The movement to prohibit race discrimination based on hair texture and hair type in schools and workplaces is gaining traction across the nation, with newly signed laws in Michigan and Texas bringing to 23 the number of states that have adopted versions of the CROWN Act.
While broader federal protections already prohibit sex- and race-based discrimination, the CROWN Act provides another tool to fight bias, said Patricia Okonta, assistant counsel for the NAACP Legal Defense and Educational Fund, which is advocating — alongside the CROWN Coalition — for CROWN acts in all 50 states. CROWN is the widely used acronym for “Creating a Respectful and Open World for Natural Hair.”
“Schools and school officials should be aware that these protections exist and that students can use the CROWN Act … to protect their rights as Black students or students of color within a particular school district,” Okonta said.
Michigan became the latest state to enact the legislation, with Gov. Gretchen Whitmer’s signature on June 15, putting the measure into effect immediately. Prior to that, Texas Gov. Greg Abbott May 27 signed his state's version, which takes effect Sept. 1.

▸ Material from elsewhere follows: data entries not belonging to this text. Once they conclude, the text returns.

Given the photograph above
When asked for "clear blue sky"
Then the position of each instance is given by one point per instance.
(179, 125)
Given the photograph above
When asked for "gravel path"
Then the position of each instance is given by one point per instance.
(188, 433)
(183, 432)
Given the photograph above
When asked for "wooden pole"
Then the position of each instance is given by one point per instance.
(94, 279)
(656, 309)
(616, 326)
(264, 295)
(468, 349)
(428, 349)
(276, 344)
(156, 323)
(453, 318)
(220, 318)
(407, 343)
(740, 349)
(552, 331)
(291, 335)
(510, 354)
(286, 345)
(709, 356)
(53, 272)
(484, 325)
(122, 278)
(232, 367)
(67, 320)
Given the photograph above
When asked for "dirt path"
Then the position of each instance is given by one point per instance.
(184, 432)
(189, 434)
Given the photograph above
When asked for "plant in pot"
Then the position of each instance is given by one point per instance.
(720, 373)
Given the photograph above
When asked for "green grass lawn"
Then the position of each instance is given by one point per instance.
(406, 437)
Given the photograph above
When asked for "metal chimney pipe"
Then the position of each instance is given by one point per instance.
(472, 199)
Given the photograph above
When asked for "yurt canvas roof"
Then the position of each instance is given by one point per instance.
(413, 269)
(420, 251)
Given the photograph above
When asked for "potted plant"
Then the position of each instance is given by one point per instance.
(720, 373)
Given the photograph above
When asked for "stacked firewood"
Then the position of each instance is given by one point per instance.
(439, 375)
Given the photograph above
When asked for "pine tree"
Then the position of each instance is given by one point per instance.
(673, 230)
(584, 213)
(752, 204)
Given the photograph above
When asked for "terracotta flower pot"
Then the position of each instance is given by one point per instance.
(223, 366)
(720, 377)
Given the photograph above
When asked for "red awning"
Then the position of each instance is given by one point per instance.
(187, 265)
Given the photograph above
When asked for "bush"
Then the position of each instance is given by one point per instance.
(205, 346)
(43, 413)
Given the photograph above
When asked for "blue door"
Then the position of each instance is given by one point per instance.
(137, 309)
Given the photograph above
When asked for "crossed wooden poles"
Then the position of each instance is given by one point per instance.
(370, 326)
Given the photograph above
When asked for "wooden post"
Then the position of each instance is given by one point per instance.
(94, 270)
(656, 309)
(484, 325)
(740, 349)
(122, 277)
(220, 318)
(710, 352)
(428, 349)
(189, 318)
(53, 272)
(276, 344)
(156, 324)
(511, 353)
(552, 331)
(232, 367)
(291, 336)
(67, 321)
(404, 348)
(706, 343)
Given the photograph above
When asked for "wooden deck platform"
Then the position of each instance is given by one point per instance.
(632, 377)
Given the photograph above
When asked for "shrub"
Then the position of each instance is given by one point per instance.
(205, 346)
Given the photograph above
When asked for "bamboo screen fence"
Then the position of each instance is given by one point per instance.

Along with protecting students, CROWN legislation protects employees — including those in schools and districts — from hair-based discrimination.
First enacted in California in July 2019, the legislation has since taken root in Alaska, Arkansas, Colorado, Connecticut, Delaware, Illinois, Louisiana, Maine, Maryland, Massachusetts, Michigan, Minnesota, Nebraska, Nevada, New Jersey, New Mexico, New York, Oregon, Tennessee, Texas, Virginia and Washington. Some municipalities also provide their own CROWN protections, including Charleston, West Virginia; Kansas City, Missouri; and Miami Beach, Florida.
Understanding the latest protections
For districts where CROWN has been enacted, it’s important that schools understand what the laws specifically prohibit and update their professional development training to reflect the new protections, Okonta said.
School officials should take time to understand the needs and experiences of their students, she said.
“In general, policies that prohibit natural hair styles like afros and braids, locs, other protective styles have historically been used to justify the removal of Black children and other students of color from classrooms,” Okonta said.
These laws aim to let students fully be themselves and enjoy their schooling safely, without disruption, and “without an extra burden of trying to adhere to any White supremacy notions of what is acceptable,” she said.
Research has demonstrated real and harmful impacts of hair discrimination against Black students.
And it can happen at a young age. The 2021 Dove CROWN Study for Girls, for example, revealed 86% of Black teens who faced hair discrimination had experienced it by age 12. Some 90% of Black girls said they considered their own hair beautiful but that microaggressions and discrimination over their hair had led to low self-esteem. The study surveyed 1,000 Black and White girls ages 5-18.
Student cases of hair discrimination
Hair bias has also reached the courts. In 2020, for instance, two students and their families sued the Texas’ Barbers Hill Independent School District over its grooming and dress code policy on hair length requirements.
The suit alleged that the policy prohibited the students from participating in their regular classes or school activities. Both students had grown out their locs for years, and they refused to cut them to meet the policy. They were consequently indefinitely expelled from school, which meant that one missed his own high school graduation.
Both students testified in support of the CROWN act before the Texas legislature in 2021.
Hair-based discrimination has stretched to student athletics, too. In New Jersey, a Black high school wrestler made national headlines in 2019 after a video showed a referee forcing the student to cut his dreadlocks before participating in a match.
Widely publicized cases like these have motivated state legislators to increasingly pass CROWN Acts, Okonta said.
“We are exposing this sort of discrimination that has existed for a long time and has denied Black people’s mobility and infringed on their right to exist as their full selves,” Okonta said. “Now that we’ve seen this sort of public acknowledgement in experience that was going on, people are motivated to act.”